Illinois is the most recent state to propose mandatory sexual harassment training for all restaurant employees (Restaurant Anti-Harassment Act House Bill 3351). The states of New York, California, Maine, Delaware and Connecticut, as well as the District of Columbia and New York City, have already enacted sexual harassment prevention laws with specific mandatory training requirements.

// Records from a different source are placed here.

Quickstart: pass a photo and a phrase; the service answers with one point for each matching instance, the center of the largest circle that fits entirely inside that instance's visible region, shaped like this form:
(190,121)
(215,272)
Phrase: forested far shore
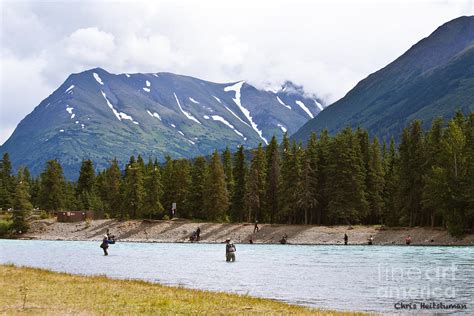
(349,178)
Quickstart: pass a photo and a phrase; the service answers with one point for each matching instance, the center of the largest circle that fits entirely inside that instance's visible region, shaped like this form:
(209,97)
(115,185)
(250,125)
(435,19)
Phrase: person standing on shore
(255,228)
(229,251)
(105,245)
(370,240)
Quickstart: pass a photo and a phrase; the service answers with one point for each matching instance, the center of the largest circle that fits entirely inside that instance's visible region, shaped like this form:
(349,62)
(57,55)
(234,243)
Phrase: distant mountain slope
(433,78)
(101,116)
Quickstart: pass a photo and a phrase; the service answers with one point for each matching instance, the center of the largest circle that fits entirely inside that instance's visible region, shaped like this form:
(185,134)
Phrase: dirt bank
(179,231)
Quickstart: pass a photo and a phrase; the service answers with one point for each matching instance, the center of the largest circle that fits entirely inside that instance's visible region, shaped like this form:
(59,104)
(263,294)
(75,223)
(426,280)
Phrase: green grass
(37,291)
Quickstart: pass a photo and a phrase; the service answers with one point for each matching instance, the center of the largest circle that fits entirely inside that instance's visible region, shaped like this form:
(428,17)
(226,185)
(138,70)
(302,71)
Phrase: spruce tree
(85,184)
(153,191)
(134,191)
(390,214)
(112,189)
(169,185)
(227,163)
(7,183)
(240,171)
(272,182)
(347,195)
(323,162)
(375,183)
(21,204)
(216,202)
(256,185)
(306,195)
(52,187)
(181,182)
(290,188)
(197,187)
(433,151)
(453,144)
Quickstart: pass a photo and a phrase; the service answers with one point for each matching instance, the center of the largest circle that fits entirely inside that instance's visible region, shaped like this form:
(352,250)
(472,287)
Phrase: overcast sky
(326,46)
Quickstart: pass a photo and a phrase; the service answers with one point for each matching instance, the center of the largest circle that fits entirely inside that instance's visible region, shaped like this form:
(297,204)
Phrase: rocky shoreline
(180,231)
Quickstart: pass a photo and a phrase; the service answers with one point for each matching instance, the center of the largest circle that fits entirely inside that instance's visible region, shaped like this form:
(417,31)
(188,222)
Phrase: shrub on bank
(5,227)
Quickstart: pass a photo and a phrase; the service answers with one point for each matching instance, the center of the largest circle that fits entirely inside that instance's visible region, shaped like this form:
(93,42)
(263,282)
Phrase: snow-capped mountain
(101,116)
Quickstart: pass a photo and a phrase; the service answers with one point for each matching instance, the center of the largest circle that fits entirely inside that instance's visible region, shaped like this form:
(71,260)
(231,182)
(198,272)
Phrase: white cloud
(88,45)
(327,46)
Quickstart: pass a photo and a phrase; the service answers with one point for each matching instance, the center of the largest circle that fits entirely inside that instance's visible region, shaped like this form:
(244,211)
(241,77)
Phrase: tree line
(349,178)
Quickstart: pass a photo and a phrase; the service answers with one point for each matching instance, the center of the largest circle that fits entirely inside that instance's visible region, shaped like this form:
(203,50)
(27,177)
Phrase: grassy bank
(36,291)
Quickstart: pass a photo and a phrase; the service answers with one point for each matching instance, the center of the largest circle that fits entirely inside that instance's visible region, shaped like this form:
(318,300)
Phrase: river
(357,278)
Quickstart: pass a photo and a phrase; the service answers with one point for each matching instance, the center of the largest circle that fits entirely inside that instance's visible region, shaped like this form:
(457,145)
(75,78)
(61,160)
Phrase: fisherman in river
(110,238)
(198,234)
(370,240)
(105,244)
(229,251)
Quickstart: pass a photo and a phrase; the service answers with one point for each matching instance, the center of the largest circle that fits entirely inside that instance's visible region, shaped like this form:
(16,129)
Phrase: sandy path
(179,231)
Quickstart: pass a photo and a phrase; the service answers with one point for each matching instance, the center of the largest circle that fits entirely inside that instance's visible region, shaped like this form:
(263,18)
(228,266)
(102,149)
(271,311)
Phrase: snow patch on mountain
(187,114)
(283,128)
(319,105)
(154,114)
(69,110)
(303,106)
(224,121)
(236,88)
(283,103)
(119,115)
(97,78)
(69,89)
(193,101)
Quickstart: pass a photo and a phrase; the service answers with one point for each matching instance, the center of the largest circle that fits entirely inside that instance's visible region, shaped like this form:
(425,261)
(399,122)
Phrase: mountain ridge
(387,100)
(99,115)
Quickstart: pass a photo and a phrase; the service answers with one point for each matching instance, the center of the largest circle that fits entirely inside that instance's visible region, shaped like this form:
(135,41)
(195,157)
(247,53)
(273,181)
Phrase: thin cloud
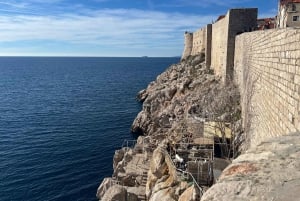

If this trend continues, additional states including Pennsylvania, will likely follow suit, and begin requiring restaurant employees to complete a sexual harassment prevention program covering a base minimum of topics, such as:
- The definition of sexual harassment
- How to recognize inappropriate conduct
- When and how to report sexual harassment
- Review of the harmful impact of sexual harassment on victims and businesses
- How to investigate sexual harassment claims
- How to create a harassment-free work culture
- Review of employer and manager liability for reporting and addressing sexual harassment
On January 15, 2019 a similar bill was introduced in New Jersey (A 4831). If passed it will require all restaurants with 15 or more employees to provide sexual harassment training to employees.
It appears that a wave has begun and the only question that remains for restaurateurs is: Are you equipped to hold a sensitivity training program on maintaining a respectful workplace in order to address the mandatory training requirement that will likely become a reality?